Ugandans in diaspora hold protests over Museveni’s reign. Courtesy photo

Kampala, Uganda | THE INDEPENDENT | A section of Ugandans living in London and the United States on Friday held protests calling on the two governments to cut aid to Uganda.

In Downing Street, Westminster in London, the protesters who were clad in red attire chanted ‘People Power, Our Power’ and also sang a song by former National Unity Platform (NUP) presidential candidate Robert Kyagulanyi, ‘Tuliyamba Engule.’

Some of the protesters were wrapped in Ugandan flags and were holding placards inscribed with words such as abductions of Ugandans should stop, Enough is Enough, International Community stop supporting Museveni, while other placards were in support of NUP’s Bobi Wine presidency.
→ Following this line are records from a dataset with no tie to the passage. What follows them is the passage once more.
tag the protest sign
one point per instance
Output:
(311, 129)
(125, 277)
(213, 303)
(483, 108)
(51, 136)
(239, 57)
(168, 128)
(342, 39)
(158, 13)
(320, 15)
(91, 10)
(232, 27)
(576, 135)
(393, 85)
According to some of the Ugandans, Museveni has ruled the country for a long time, and the UK which gives the government aid should stop since the funds are not accounted for.

Another Ugandan says that they left their jobs to protest in the streets because of the injustice going on in Uganda.

Another protest took place in the United States Capitol building and Mercury Public Affairs office in Washington where demonstrators called for a boycott of the President. They also campaigned against his upcoming swearing-in ceremony next week.

They protested against Mercury Public which is providing strategic consulting services to Uganda despite human rights violations.

Henry Okello Oryem, the State Minister for Foreign Affairs says that the protests do not have any impact and that they were misrepresenting what is happening in the country.

He says that the government is working to ensure that the country grows economically, and is safe and secure.

According to Oryem, the government has been countering the protests by engaging the UK government and Members of Parliament in telling them what is on the ground.

Oryem says that the UK and the US know Ugandans capacity and strategic role in the region.

The US provides significant development and security assistance to Uganda of over $970 million per year, while the UK government’s assistance is an estimated 150 million pounds for last year.